The country has no Demilitarized Zone agreement with India, no buffer, no legal framework to restrain troop buildup or air base construction near its borders.

Historical mistakes or what?

The 1974 Mujib–Indira Land Boundary Agreement–implemented four decades later, in 2015–tidied up enclaves and pockets of disputed land, but it left one crucial omission.

It never established a DMZ. There is no clause limiting how close either country’s military infrastructure can sit to the border.

What exists instead is an unspoken “gentleman’s agreement,” a kind of informal restraint. The Border Security Force (BSF) and Border Guard Bangladesh (BGB) patrol their respective sides, but these are paramilitary units, not armies.

They maintain appearances, not deterrence. For years, both countries avoided erecting large military installations near the frontier. That restraint is now eroding–unilaterally.

Compare this with the India–Pakistan border, where hostility is institutionalized but at least codified. The Line of Control (LoC), born of the 1949 ceasefire and reaffirmed under the 1972 Simla Agreement, isn’t an international boundary, but it is managed.

Both armies respect a rough one-kilometer buffer zone–a “no man’s land” where new fortifications or heavy artillery are prohibited. It’s a precarious peace, but it’s peace by design. Between India and Bangladesh, no such mechanism exists.

So if New Delhi decides tomorrow to lay down tarmac for rapid troop movement, to build airfields capable of handling Rafale squadrons, or to deploy missile batteries within artillery range of Bangladeshi territory, Dhaka’s options are limited to protest–and prayer.

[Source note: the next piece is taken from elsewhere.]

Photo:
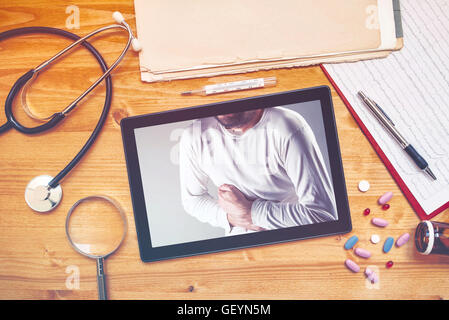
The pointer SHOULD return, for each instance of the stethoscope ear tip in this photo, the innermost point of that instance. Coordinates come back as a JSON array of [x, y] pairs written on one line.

Western capitals, to whom Bangladesh’s elites increasingly genuflect, will not intervene. Washington’s eyes are elsewhere. And Brussels has neither appetite nor leverage.

China and Russia could, in theory, offer a hedge. But that would require strategic sophistication–something Dhaka’s political class has consistently failed to display.

The current government is too dependent on Western validation to pivot eastward; any elected successor would likely be too fragile to survive the diplomatic fallout. The result is paralysis, a small state trapped between great powers, mistaking slogans for strategy.

The grim parallel is obvious. Ukraine, too, once mistook diplomacy for deterrence. It believed geography and goodwill would shield it from encirclement. Bangladesh risks a similar fate.

Probably not from invasion, but from irrelevance.

And so, to those who beat their chests online, to the self-anointed digital warriors–the “five million soldiers of Jamaat” who claim they’ll march on the Chicken’s Neck–one question remains: when your country cannot even enforce a demarcation line, what exactly do you think you’re going to occupy?